HERE’S THE THING ABOUT TAROT—IT CAN BE GENERALLY TRUE OR it can be creepily on-the-nose. There’s no reason why it should work—it’s just a deck of cards with pretty pictures on them—but somehow, every reading has something accurate to say, something that makes you nod your head, laughing a little as you recognize its truth. And frequently, the feeling you get after a reading is a sense of relief, an acknowledgment that what you thought was going on really is going on. Tarot cards tell you what you hope or think or fear, and then they advise you: What do you want to do? What should you do? How will it all work out?

The first tarot decks surfaced in the mid-1400s and were originally used for playing card games. It wasn’t until the late 1700s that tarot was commonly used for divination; before that, fortune-tellers used simpler decks with less precise meanings. Like our current deck of playing cards, tarot cards have four suits: Cups, Pentacles, Swords, and Wands. Cups represent relationships; Pentacles cover work and money; Swords discuss conflict; and Wands, of course, are all about magic and creativity. They number ace through ten, and the “face cards” include the page, knight, queen, and king.
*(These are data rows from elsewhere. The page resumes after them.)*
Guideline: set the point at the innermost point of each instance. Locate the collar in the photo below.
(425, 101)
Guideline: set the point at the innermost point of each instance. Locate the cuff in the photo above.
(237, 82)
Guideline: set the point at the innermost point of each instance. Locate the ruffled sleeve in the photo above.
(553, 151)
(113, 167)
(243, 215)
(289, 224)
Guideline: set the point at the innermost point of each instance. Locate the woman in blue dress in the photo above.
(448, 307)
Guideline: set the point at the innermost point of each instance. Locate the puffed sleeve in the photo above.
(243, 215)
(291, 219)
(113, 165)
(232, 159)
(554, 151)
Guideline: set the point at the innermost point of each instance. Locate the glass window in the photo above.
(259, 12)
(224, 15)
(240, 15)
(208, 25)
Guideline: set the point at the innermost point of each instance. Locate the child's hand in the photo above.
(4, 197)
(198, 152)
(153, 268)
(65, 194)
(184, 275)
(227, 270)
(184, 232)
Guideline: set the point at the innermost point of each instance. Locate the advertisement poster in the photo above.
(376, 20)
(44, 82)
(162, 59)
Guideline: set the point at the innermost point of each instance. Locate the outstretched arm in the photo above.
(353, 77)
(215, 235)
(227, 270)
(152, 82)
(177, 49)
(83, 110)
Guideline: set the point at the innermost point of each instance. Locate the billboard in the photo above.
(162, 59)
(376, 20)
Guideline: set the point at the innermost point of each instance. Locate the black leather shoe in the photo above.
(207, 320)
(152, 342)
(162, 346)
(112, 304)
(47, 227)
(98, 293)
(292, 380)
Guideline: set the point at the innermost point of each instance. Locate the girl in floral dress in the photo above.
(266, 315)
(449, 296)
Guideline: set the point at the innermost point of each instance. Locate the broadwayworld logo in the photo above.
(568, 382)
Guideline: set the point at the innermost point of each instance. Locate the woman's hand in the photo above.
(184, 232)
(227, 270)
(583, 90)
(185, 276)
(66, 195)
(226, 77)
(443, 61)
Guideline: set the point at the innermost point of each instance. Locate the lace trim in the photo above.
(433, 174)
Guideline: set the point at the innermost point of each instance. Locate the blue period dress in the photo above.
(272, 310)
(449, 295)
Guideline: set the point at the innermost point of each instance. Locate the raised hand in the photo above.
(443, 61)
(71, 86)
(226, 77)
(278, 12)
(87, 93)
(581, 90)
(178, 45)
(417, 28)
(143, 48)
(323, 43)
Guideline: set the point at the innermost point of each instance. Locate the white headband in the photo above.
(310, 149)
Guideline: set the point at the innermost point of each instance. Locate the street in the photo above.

These are known as the Minor Arcana.

A tarot deck has twenty-two additional cards, which are known as the Major Arcana. They move in a cycle, beginning with the Fool, passing through Death and the Tower (which don’t mean quite what you think they do), and ending with the World—a card of fulfillment.

The wonderful thing about tarot is that anyone can do a reading, because it’s all about intention. The cards can tell you nothing you don’t already know, because you are giving your energy to the cards and they are merely reflecting it back to you. If you ask the cards a question, they will simply confirm what you already know to be true—whether you wanted to admit it to yourself or not. Remember, they’re just pieces of paper with pictures on them. Any power they have comes from what you bring to them.
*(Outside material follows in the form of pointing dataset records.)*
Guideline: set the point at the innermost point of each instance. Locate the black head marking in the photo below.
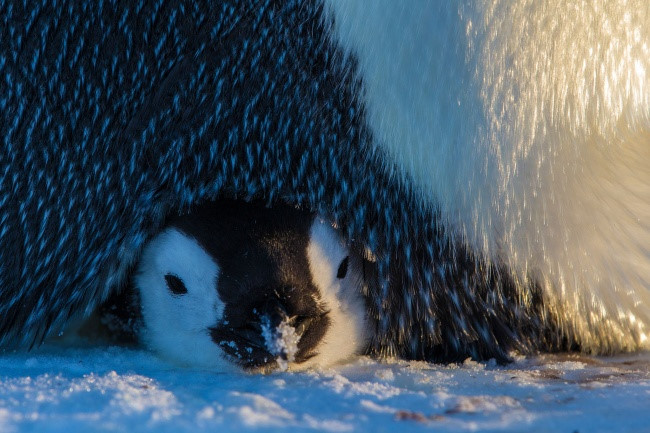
(175, 285)
(264, 275)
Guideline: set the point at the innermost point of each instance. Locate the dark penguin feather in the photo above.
(115, 116)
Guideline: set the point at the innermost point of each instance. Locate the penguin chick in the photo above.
(239, 284)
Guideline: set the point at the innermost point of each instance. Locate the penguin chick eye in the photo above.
(175, 284)
(343, 268)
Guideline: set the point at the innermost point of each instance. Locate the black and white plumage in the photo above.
(237, 283)
(492, 155)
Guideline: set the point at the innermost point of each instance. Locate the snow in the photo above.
(281, 341)
(67, 388)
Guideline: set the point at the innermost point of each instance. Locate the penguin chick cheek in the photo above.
(236, 284)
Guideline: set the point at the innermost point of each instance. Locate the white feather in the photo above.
(528, 123)
(348, 333)
(177, 327)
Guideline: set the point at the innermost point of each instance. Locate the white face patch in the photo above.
(177, 325)
(177, 280)
(337, 275)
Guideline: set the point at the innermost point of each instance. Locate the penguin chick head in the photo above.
(237, 284)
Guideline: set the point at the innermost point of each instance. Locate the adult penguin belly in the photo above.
(526, 124)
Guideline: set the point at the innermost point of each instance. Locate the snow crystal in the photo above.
(281, 342)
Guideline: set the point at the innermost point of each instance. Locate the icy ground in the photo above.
(68, 389)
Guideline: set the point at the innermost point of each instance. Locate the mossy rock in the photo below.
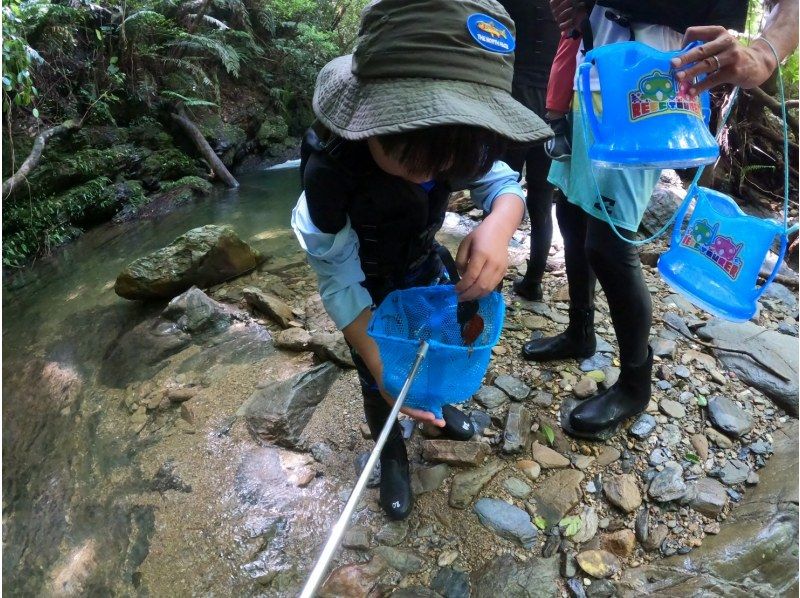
(220, 135)
(272, 130)
(202, 257)
(167, 164)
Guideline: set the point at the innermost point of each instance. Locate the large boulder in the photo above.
(202, 257)
(279, 412)
(778, 352)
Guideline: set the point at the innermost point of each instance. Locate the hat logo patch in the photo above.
(490, 33)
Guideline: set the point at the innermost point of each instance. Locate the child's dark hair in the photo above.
(450, 152)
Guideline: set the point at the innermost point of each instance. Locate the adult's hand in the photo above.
(723, 59)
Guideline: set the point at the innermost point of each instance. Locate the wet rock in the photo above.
(754, 549)
(668, 484)
(269, 305)
(727, 417)
(641, 525)
(467, 484)
(353, 580)
(279, 412)
(607, 455)
(547, 457)
(598, 563)
(558, 495)
(588, 529)
(734, 472)
(454, 452)
(585, 387)
(450, 583)
(531, 469)
(490, 397)
(356, 538)
(515, 388)
(664, 347)
(507, 577)
(506, 520)
(622, 543)
(777, 350)
(672, 408)
(201, 257)
(392, 533)
(517, 430)
(404, 561)
(718, 439)
(331, 346)
(428, 479)
(643, 426)
(706, 496)
(517, 488)
(700, 445)
(194, 312)
(623, 492)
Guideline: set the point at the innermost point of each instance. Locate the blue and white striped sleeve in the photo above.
(334, 258)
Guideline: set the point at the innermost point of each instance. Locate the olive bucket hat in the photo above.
(422, 63)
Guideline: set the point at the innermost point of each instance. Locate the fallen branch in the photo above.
(220, 170)
(36, 154)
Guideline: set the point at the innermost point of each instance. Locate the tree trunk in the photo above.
(220, 170)
(36, 154)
Learning tarot can feel like a lot of memorization—each deck comes with a book explaining the meaning of each card, and that’s very helpful. But as you practice, and as you get to know your deck and how it speaks to you, you’ll find that each card has a slightly different, specific meaning that can only be interpreted by you. Say, for instance, that your tarot reader is a mother, and she associates the Fool card with her child. If she pulls that card, she won’t interpret it to mean that you are an idiot. Since this is her deck, and since she is the one doing the reading, then in this case the Fool card means innocence and possibility.

In order for the reading to be as powerful as it can be, you need to have a deck that provokes specific associations within you. But when it comes to choosing a deck, there are so many options it can seem overwhelming. The traditional Rider-Waite and Aleister Crowley Thoth are the most common, but that doesn’t mean that they will be the best for you. Look for a deck that attracts you, that is evocative, that makes you want to do a reading. A deck that you like is one that will respond to you, one that will speak to you.

Interpreting tarot requires balancing knowledge and intuition; the archetypes in each card provide history and grounding to your reading, but as a reader you can go deeper than that. Listen to your instincts and you’ll find that you can learn and see so much more.